The name was announced over the microphone with a flourish.
Justine Millner.
Emma growled as the blond, smiling mayor's daughter accepted her crown from her father with a graceful, but not entirely convincing, display of surprised humility.

Justine was beautiful, Sarah thought, but she looked like trouble. Poor Mike Frome. He was going to get his heart broken, she suspected.

The king was next.
Harry Dunbar.
Sarah applauded vigorously, surprised but delighted. She looked over at Emma, who was clapping harder than anyone.

In contrast to Justine, Harry looked utterly stunned. He glanced around him at the others, as if to say there must have been a mistake. But the crown was placed upon his head, his people cheered, and he was told to give the order to storm the castle.

Sarah looked at Parker, wondering if he minded losing, especially to Harry. But Parker was studying Emma, who was watching her estranged husband with a proud, protective, bittersweet smile.

“You knew,” Sarah whispered. “You knew it was going to be Harry.”

Emma turned to Sarah with damp, happy eyes. “It's called stuffing the ballot box, my friend.

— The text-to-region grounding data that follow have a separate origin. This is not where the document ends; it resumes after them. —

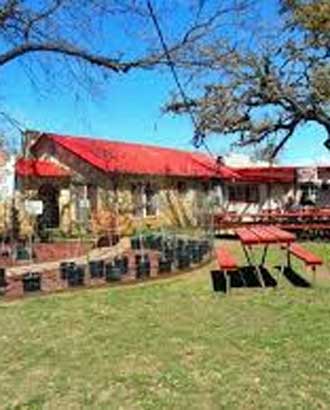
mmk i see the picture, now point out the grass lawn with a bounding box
[1,241,330,410]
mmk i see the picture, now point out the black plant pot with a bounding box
[166,249,175,261]
[89,260,105,278]
[0,268,6,287]
[162,247,174,263]
[23,272,41,293]
[67,265,85,287]
[114,256,129,275]
[191,245,203,264]
[158,256,172,274]
[131,237,142,250]
[176,239,186,250]
[153,236,163,251]
[200,240,210,256]
[174,243,190,258]
[60,261,76,280]
[16,246,30,261]
[136,254,151,279]
[176,248,191,270]
[105,262,122,281]
[143,234,154,249]
[60,262,68,280]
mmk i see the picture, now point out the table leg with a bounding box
[224,270,231,294]
[241,243,252,266]
[245,246,266,289]
[312,266,316,286]
[278,243,290,287]
[260,245,269,267]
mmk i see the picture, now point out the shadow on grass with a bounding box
[281,266,311,288]
[210,265,277,293]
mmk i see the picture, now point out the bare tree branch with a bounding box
[166,1,330,158]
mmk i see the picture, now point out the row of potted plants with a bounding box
[59,256,130,286]
[0,233,212,295]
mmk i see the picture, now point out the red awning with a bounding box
[32,132,240,180]
[15,158,71,178]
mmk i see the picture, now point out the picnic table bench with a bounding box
[234,226,296,288]
[211,225,324,294]
[214,247,238,293]
[287,243,323,284]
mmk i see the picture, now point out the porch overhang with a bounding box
[15,158,71,178]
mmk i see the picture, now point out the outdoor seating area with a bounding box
[0,233,212,299]
[211,225,324,294]
[214,208,330,239]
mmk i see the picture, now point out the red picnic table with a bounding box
[235,225,296,288]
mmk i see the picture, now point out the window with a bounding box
[74,185,87,223]
[145,183,158,216]
[177,181,187,194]
[131,183,158,217]
[87,184,98,212]
[37,184,59,229]
[131,183,144,217]
[246,185,259,203]
[300,183,318,205]
[227,184,259,203]
[202,182,210,193]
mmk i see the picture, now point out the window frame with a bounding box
[131,182,158,218]
[227,184,260,204]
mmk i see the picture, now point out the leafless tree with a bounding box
[0,0,250,144]
[166,0,330,158]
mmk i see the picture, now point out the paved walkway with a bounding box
[6,238,130,278]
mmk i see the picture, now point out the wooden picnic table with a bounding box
[235,225,296,288]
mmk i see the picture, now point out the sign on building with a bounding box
[296,167,319,183]
[0,154,15,202]
[25,200,43,216]
[79,198,90,208]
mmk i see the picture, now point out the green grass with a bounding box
[1,241,330,410]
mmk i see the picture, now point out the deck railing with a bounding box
[214,207,330,239]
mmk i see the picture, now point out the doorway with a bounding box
[37,184,60,229]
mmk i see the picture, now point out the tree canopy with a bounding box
[0,0,249,147]
[167,0,330,158]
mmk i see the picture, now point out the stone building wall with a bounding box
[17,137,210,237]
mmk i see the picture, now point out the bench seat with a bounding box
[215,247,238,271]
[289,244,323,266]
[212,247,238,294]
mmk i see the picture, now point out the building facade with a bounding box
[15,131,238,237]
[13,131,330,239]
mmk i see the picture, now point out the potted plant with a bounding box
[89,259,105,278]
[22,272,41,293]
[0,268,6,288]
[105,260,122,281]
[114,255,129,275]
[135,254,151,279]
[158,254,172,274]
[67,264,85,287]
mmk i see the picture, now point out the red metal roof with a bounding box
[15,158,71,178]
[235,167,295,183]
[32,132,239,180]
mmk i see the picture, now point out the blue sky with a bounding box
[1,0,329,165]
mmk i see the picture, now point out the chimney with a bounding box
[216,155,224,165]
[22,130,43,157]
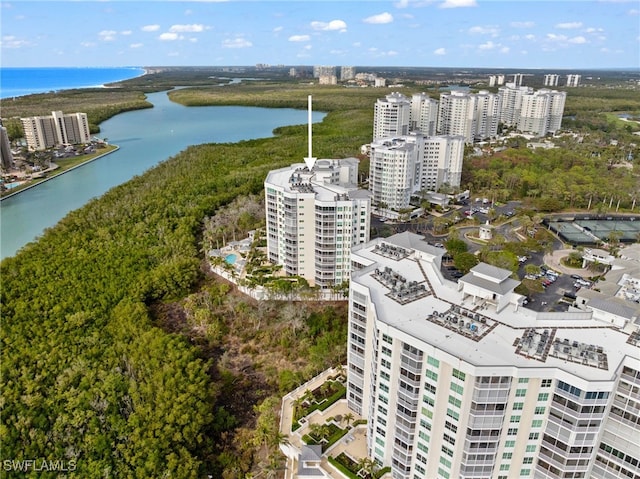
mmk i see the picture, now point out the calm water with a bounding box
[0,91,324,259]
[0,67,145,98]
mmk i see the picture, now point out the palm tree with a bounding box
[357,457,377,478]
[343,412,355,428]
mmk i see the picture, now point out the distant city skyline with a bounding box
[1,1,639,69]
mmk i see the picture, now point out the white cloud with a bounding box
[222,37,252,48]
[510,21,534,28]
[525,34,536,40]
[304,45,312,50]
[273,26,283,32]
[0,35,31,48]
[478,40,497,50]
[353,41,362,47]
[184,9,193,15]
[546,33,568,42]
[568,35,587,44]
[288,35,310,42]
[310,19,347,31]
[363,12,394,24]
[585,27,604,33]
[130,43,143,48]
[81,41,96,47]
[159,32,181,41]
[555,22,583,29]
[189,38,198,43]
[142,24,160,32]
[468,25,499,36]
[434,47,446,55]
[630,8,639,15]
[500,46,510,53]
[98,30,117,41]
[121,30,132,36]
[440,0,477,8]
[169,24,205,33]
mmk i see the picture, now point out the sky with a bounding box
[1,0,639,69]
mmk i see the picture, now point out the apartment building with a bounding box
[373,92,411,141]
[313,65,336,78]
[0,125,14,171]
[21,111,90,151]
[518,89,567,136]
[340,66,356,81]
[437,91,476,143]
[498,83,531,127]
[369,134,465,210]
[347,232,639,479]
[410,93,439,136]
[544,74,560,87]
[264,158,371,288]
[473,91,501,141]
[488,75,505,87]
[566,75,582,87]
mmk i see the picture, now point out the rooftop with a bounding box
[351,232,639,384]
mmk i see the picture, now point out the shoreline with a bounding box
[0,66,147,100]
[0,146,120,201]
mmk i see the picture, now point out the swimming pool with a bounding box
[225,254,237,265]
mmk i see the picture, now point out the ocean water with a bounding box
[0,67,145,98]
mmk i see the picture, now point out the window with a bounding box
[541,379,552,388]
[520,469,531,476]
[446,408,459,421]
[526,445,536,453]
[505,440,516,448]
[528,432,539,440]
[448,396,461,408]
[426,370,438,381]
[538,393,549,402]
[510,416,521,423]
[519,377,529,383]
[502,453,513,460]
[534,407,545,415]
[452,369,466,381]
[499,464,510,471]
[507,428,518,435]
[516,389,527,397]
[513,402,524,410]
[532,420,543,428]
[427,356,440,367]
[523,457,534,464]
[450,382,464,395]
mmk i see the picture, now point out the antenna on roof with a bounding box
[303,95,317,170]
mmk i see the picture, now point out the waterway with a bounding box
[1,91,325,259]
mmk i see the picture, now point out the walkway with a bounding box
[543,249,592,276]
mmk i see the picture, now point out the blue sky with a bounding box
[1,1,639,69]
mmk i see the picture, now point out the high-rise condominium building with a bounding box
[513,73,524,86]
[369,134,465,210]
[373,92,411,141]
[0,125,14,171]
[518,90,567,136]
[544,74,560,87]
[340,66,356,81]
[488,75,505,87]
[410,93,438,136]
[498,83,531,127]
[21,111,90,151]
[347,232,639,479]
[437,91,476,143]
[264,158,371,288]
[566,74,582,87]
[473,90,501,141]
[313,65,336,78]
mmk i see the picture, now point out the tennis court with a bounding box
[547,215,640,245]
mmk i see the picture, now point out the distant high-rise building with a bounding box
[0,125,14,171]
[473,90,501,140]
[346,232,640,479]
[498,83,532,127]
[373,92,411,141]
[544,74,559,87]
[340,66,356,81]
[566,74,582,87]
[410,93,438,136]
[313,65,336,78]
[374,78,387,88]
[513,73,524,86]
[437,91,476,143]
[369,134,465,209]
[21,111,90,151]
[518,89,566,136]
[488,75,505,87]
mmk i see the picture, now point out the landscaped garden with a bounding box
[292,379,346,431]
[329,453,391,479]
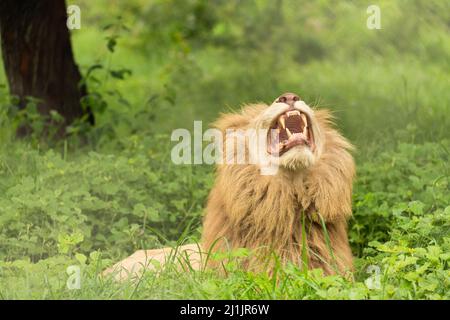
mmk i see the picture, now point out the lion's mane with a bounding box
[202,104,355,275]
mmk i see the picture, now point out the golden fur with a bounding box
[202,102,355,276]
[103,97,355,281]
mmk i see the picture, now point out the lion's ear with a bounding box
[212,104,267,132]
[306,113,355,221]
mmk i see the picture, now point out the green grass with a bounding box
[0,138,448,299]
[0,0,449,299]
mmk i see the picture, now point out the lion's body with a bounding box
[103,99,356,281]
[202,104,355,275]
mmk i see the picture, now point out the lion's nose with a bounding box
[276,92,300,106]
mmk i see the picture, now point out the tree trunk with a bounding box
[0,0,94,135]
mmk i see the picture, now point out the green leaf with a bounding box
[409,201,424,215]
[75,253,87,265]
[106,36,117,52]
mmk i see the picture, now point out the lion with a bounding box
[103,92,355,280]
[202,92,355,276]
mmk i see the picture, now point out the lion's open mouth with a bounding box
[267,109,315,156]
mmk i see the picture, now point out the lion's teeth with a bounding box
[286,128,292,137]
[287,110,301,117]
[304,127,308,139]
[301,114,308,127]
[279,117,286,129]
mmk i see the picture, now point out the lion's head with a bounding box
[214,92,328,174]
[252,92,324,171]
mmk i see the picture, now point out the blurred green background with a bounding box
[72,0,450,146]
[2,0,447,149]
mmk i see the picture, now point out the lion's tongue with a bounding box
[268,132,308,155]
[284,132,308,149]
[282,114,307,144]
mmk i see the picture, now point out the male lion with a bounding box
[203,92,355,276]
[104,93,355,280]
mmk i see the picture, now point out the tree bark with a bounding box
[0,0,94,135]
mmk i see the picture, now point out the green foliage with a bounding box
[1,138,448,299]
[0,139,212,262]
[350,141,450,255]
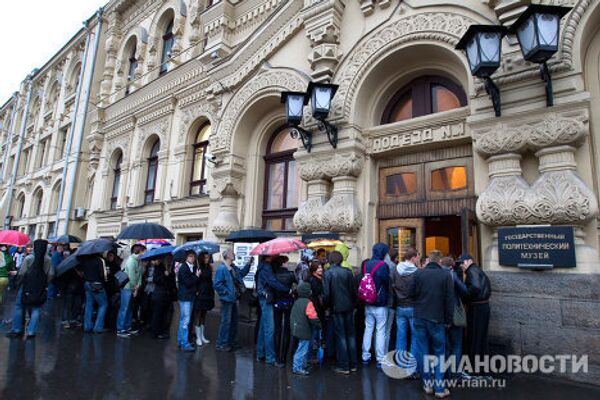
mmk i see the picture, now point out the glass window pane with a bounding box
[431,166,467,191]
[390,92,412,122]
[537,13,559,46]
[112,172,120,198]
[286,160,299,208]
[192,147,204,181]
[284,218,295,231]
[267,162,285,210]
[270,128,297,153]
[432,85,462,113]
[196,124,211,143]
[265,218,283,231]
[517,15,537,54]
[385,173,417,196]
[146,163,157,190]
[479,32,501,63]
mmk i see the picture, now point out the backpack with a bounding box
[21,260,48,307]
[358,261,385,304]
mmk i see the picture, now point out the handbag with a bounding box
[453,302,467,327]
[115,270,130,289]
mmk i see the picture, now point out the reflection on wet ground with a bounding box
[1,294,599,400]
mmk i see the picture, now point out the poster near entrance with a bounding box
[234,242,259,289]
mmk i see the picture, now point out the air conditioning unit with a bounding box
[74,207,87,220]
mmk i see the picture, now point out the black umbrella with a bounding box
[51,234,83,244]
[225,229,276,243]
[117,223,174,240]
[76,239,118,256]
[55,253,81,277]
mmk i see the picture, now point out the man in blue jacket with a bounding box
[213,249,250,352]
[255,255,291,367]
[361,242,390,368]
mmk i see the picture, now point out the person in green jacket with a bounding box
[0,244,15,304]
[116,244,145,337]
[334,243,353,272]
[291,282,321,375]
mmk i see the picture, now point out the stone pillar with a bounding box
[210,165,243,240]
[99,11,120,105]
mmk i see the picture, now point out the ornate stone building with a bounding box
[2,0,600,384]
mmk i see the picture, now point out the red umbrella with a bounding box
[250,238,306,256]
[0,230,30,247]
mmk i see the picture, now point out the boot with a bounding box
[200,324,210,344]
[195,326,203,346]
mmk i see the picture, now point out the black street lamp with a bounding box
[509,5,572,106]
[456,25,507,117]
[281,82,340,152]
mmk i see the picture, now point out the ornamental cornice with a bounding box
[104,117,135,140]
[135,97,177,127]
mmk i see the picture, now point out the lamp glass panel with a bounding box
[313,86,332,112]
[536,13,559,47]
[287,95,304,118]
[479,32,501,63]
[465,36,480,72]
[517,15,537,55]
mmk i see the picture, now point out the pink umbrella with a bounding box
[250,238,306,256]
[136,238,172,250]
[0,230,31,247]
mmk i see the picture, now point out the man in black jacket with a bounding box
[459,254,491,363]
[323,251,357,375]
[411,250,453,398]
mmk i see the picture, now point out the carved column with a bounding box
[99,10,121,105]
[294,162,329,233]
[210,166,243,239]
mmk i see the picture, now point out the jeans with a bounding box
[446,325,463,376]
[256,298,276,363]
[384,307,395,353]
[117,288,134,332]
[414,318,446,394]
[177,301,193,346]
[84,282,108,332]
[333,311,358,370]
[362,306,388,363]
[274,307,291,363]
[396,307,417,353]
[293,339,311,372]
[11,288,42,336]
[216,301,238,348]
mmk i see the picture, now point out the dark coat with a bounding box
[323,264,356,313]
[291,283,321,340]
[152,263,177,302]
[464,264,491,303]
[363,243,391,307]
[273,266,296,301]
[256,261,289,298]
[195,263,215,311]
[411,262,454,325]
[177,262,199,302]
[308,275,325,322]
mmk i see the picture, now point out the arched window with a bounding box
[145,140,160,204]
[51,181,61,212]
[381,76,467,124]
[111,152,122,209]
[263,127,299,231]
[33,190,43,215]
[190,123,211,196]
[126,43,138,96]
[160,20,175,75]
[17,194,26,219]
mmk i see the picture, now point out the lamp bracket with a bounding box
[317,118,338,149]
[540,62,553,107]
[289,125,312,153]
[484,77,502,117]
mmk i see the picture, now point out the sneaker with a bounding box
[5,331,22,338]
[333,367,350,375]
[94,328,110,334]
[376,363,382,370]
[350,366,358,373]
[293,369,310,376]
[70,320,82,328]
[423,386,434,395]
[267,361,286,368]
[127,329,140,336]
[434,389,451,399]
[117,331,131,338]
[25,334,36,339]
[361,359,370,365]
[216,346,232,352]
[180,343,196,352]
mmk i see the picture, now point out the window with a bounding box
[126,44,138,96]
[33,190,43,215]
[145,140,160,204]
[36,139,48,169]
[51,182,61,212]
[381,76,467,124]
[263,127,299,231]
[190,123,211,196]
[386,173,417,196]
[19,149,30,176]
[111,153,122,209]
[160,20,175,75]
[431,166,467,191]
[48,221,56,237]
[58,128,68,159]
[28,224,36,239]
[17,195,25,219]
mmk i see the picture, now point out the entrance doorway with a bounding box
[424,216,461,257]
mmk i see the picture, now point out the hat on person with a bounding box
[457,253,474,263]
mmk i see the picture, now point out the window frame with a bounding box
[144,141,160,204]
[381,75,467,125]
[160,20,175,75]
[111,153,122,210]
[189,123,211,197]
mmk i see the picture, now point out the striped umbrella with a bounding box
[250,238,306,256]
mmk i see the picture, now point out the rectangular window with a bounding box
[431,166,467,191]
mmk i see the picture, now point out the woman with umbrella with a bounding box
[191,251,215,346]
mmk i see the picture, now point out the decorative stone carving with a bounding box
[321,176,362,233]
[332,12,475,122]
[136,118,169,159]
[178,102,219,144]
[322,152,364,178]
[294,197,329,233]
[473,112,587,157]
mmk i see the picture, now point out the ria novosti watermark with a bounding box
[382,351,588,380]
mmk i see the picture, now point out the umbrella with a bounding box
[250,238,306,256]
[137,238,171,247]
[117,223,174,240]
[76,239,118,256]
[50,234,83,244]
[140,246,176,261]
[225,229,276,243]
[307,239,344,251]
[55,253,81,277]
[172,240,220,263]
[0,230,30,247]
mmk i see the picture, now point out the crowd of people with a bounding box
[0,239,492,399]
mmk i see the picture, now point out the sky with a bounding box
[0,0,102,104]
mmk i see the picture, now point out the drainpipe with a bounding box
[62,8,104,236]
[53,19,93,237]
[3,76,35,229]
[1,92,20,182]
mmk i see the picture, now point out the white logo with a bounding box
[381,351,418,379]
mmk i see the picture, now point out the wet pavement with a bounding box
[1,292,599,400]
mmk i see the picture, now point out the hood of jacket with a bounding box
[334,243,352,270]
[296,282,312,298]
[396,261,417,276]
[371,243,389,261]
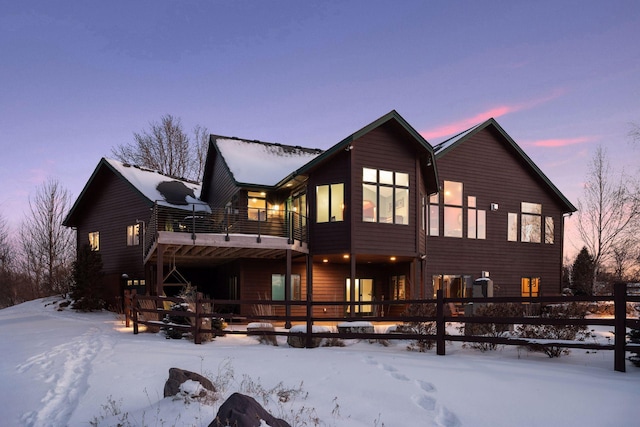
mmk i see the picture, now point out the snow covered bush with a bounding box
[402,303,437,352]
[459,303,524,352]
[516,302,591,358]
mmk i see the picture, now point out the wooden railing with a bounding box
[124,283,640,372]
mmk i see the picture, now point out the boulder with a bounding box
[164,367,215,398]
[337,321,374,334]
[286,325,330,348]
[209,392,291,427]
[247,322,277,346]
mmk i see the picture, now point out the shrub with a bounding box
[402,303,437,352]
[459,303,524,352]
[516,302,591,358]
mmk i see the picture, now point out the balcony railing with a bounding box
[144,202,308,257]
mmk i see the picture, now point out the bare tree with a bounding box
[19,179,75,297]
[576,145,640,286]
[112,114,209,182]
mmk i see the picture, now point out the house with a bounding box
[63,158,205,308]
[64,111,575,315]
[426,118,576,298]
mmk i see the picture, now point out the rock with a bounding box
[247,322,277,346]
[286,325,331,348]
[164,367,215,398]
[337,321,374,334]
[209,392,291,427]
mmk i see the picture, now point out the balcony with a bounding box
[143,202,309,265]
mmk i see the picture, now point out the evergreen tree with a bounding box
[571,247,595,296]
[70,244,104,311]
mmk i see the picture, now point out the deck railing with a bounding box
[144,202,308,257]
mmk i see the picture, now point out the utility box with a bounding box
[473,278,493,298]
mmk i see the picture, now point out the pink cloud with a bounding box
[531,137,591,147]
[420,88,568,140]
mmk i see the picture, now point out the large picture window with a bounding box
[362,168,409,225]
[272,274,301,301]
[316,184,344,223]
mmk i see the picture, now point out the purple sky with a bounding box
[2,1,639,259]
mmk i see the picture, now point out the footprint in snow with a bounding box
[391,372,410,381]
[416,379,436,392]
[413,394,436,411]
[435,405,461,427]
[381,363,397,372]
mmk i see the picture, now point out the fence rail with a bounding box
[124,283,640,373]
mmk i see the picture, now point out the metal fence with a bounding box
[143,202,308,257]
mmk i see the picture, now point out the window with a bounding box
[316,184,344,223]
[127,224,140,246]
[521,277,540,297]
[428,193,439,236]
[443,181,463,237]
[248,191,267,221]
[391,275,406,300]
[521,202,542,243]
[346,278,373,313]
[292,193,307,227]
[545,217,554,244]
[88,231,99,251]
[467,196,486,239]
[362,168,409,225]
[433,274,472,298]
[507,213,518,241]
[272,274,301,301]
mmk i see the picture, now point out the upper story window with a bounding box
[362,168,409,225]
[545,217,554,244]
[316,183,344,223]
[428,193,439,236]
[248,191,267,221]
[443,181,463,237]
[126,224,140,246]
[467,196,486,239]
[521,202,542,243]
[508,202,553,244]
[88,231,99,251]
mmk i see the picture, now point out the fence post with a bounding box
[614,282,627,372]
[436,289,445,355]
[194,292,203,345]
[132,293,139,335]
[124,290,130,328]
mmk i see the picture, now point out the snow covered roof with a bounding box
[105,158,207,211]
[213,137,323,187]
[64,158,209,227]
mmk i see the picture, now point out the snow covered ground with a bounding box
[0,297,638,427]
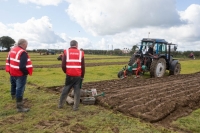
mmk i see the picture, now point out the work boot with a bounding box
[11,95,16,100]
[73,107,79,111]
[58,95,68,109]
[22,98,28,104]
[58,95,67,109]
[58,103,64,109]
[16,102,30,112]
[73,88,80,111]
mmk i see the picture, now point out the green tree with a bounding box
[130,44,139,54]
[0,36,15,51]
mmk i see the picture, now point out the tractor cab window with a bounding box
[164,44,176,52]
[154,43,166,54]
[141,41,153,54]
[141,42,147,54]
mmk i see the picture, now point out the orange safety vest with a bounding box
[5,46,33,76]
[64,48,84,76]
[5,51,11,72]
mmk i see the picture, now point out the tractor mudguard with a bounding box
[170,60,179,71]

It's a time-honored tradition in Firefly Glen.” She rested her head on her brother's shoulder briefly. “Besides,
Parker actually would have won, and he wouldn't have accepted the crown, so…”

She looked up at Parker. “Thanks, bro,” she said.

“No problem, sis,” he responded lightly. “Now how about you scram? I'm trying to have a date here.”

With Emma gone, Parker put his arm around Sarah and drew her close, warming her as they watched the mock battle raging in front of the ice palace.

This was the first time Sarah had seen the palace at night. She hadn't thought it could be any more beautiful than it was in the daylight, with the sun setting it on fire. But tonight it was like something out of a dream.

Its icy profile seen by moonlight was infinitely romantic, deeply mysterious. Its two towers rose into the starry night like knives of flashing crystal. Its clear, frozen walls undulated with color from the constantly turning spotlights.

When the fireworks exploded overhead, signaling the victory by the king, the crowd roared its pleasure. King Harry led his men inside the gates, and hundreds of fairies and princesses followed, each escorted by a rugged lumberjack or a white-velvet prince. The costume ball was officially underway.